Controle Externo da Atividade Policial - No dia 18 de junho, foi realizado o curso de Controle Externo da Atividade Policial. O evento visou discutir e debater as práticas que estão sendo utilizadas em todo o país para a diminuição dos desvios de condutas dentro do exercício da atividade policial. Ministrado por integrantes da Comissão de Planejamento Estratégico do CNMP, do Ministério Público do Distrito Federal e Territórios (MPDFT) e por um especialista em investigação criminal pela Escola Nacional da Magistratura da França, entre outros, o curso foi prestigiado pelo conselheiro e presidente da Comissão de Planejamento Estratégico do CNMP, promotor de Justiça Cláudio Henrique Portela.
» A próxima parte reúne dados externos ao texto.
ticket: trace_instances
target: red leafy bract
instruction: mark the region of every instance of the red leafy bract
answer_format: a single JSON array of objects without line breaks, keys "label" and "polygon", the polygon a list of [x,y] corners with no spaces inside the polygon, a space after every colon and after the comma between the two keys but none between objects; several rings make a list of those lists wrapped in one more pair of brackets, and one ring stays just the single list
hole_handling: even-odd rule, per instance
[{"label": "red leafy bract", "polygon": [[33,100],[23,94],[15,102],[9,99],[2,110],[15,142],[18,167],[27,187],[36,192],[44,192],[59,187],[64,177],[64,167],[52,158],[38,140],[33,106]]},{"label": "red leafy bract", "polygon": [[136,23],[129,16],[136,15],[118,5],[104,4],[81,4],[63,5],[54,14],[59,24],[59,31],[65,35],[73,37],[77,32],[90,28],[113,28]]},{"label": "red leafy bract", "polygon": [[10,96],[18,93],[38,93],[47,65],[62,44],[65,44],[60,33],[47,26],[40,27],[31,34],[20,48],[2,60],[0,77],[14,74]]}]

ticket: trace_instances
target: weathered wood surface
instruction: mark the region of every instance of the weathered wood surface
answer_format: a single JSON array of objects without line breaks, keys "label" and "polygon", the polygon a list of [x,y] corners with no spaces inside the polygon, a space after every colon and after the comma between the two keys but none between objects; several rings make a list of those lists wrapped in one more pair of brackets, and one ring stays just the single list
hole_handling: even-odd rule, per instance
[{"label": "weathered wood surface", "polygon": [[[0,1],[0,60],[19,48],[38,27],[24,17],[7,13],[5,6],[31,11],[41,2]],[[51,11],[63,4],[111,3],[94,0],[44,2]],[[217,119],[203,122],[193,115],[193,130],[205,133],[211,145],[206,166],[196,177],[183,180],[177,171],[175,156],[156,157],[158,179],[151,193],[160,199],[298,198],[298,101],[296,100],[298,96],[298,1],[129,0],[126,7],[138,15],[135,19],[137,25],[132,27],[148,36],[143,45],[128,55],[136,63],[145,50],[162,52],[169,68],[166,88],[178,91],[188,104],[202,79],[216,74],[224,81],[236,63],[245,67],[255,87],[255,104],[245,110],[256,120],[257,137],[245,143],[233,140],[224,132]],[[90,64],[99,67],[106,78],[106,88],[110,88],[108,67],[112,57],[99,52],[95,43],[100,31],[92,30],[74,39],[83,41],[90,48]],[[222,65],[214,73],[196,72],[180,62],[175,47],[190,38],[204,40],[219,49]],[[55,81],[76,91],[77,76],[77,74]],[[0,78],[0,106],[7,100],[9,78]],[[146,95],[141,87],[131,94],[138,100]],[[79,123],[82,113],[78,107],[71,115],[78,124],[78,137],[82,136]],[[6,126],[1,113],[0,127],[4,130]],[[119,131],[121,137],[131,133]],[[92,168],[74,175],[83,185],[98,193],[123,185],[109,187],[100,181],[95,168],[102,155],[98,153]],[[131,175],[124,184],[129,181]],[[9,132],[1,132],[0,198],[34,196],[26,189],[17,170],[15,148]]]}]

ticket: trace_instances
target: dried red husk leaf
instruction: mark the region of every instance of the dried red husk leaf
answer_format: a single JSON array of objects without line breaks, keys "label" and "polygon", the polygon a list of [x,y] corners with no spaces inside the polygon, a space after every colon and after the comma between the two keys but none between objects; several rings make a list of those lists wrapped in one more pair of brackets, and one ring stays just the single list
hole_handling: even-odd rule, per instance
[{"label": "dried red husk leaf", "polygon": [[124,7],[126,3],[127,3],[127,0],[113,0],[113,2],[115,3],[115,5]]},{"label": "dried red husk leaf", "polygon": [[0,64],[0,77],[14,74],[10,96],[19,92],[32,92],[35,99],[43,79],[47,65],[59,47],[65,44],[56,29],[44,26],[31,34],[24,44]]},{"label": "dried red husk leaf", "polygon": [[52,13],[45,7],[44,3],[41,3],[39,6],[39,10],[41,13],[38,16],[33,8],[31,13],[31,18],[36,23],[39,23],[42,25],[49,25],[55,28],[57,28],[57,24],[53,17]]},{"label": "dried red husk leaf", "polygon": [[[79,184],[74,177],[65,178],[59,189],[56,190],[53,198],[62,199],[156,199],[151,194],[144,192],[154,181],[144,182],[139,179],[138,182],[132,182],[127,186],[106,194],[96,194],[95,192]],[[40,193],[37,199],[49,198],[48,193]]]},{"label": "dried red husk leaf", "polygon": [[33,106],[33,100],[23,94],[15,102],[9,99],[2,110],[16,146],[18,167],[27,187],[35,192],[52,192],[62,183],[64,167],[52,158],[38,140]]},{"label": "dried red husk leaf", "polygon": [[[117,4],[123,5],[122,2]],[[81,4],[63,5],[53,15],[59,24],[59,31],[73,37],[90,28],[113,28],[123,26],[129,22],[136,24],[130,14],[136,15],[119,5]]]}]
Ferramentas do Google - O Ceaf promoveu ainda a terceira edição do curso Ferramentas do Google, nos dias 23 e 24 de julho. Tendo em vista o processo de virtualização do Ministério Público e também para tornar a comunicação mais ágil e interativa entre membros e servidores da instituição, foram oferecidas a introdução e a inicialização de ferramentas institucionais com a parceria do Google – Google Drive, Agenda do Google e e-mail – criação de documentos, planilhas, apresentações e desenhos no Google Drive e produção de formulários.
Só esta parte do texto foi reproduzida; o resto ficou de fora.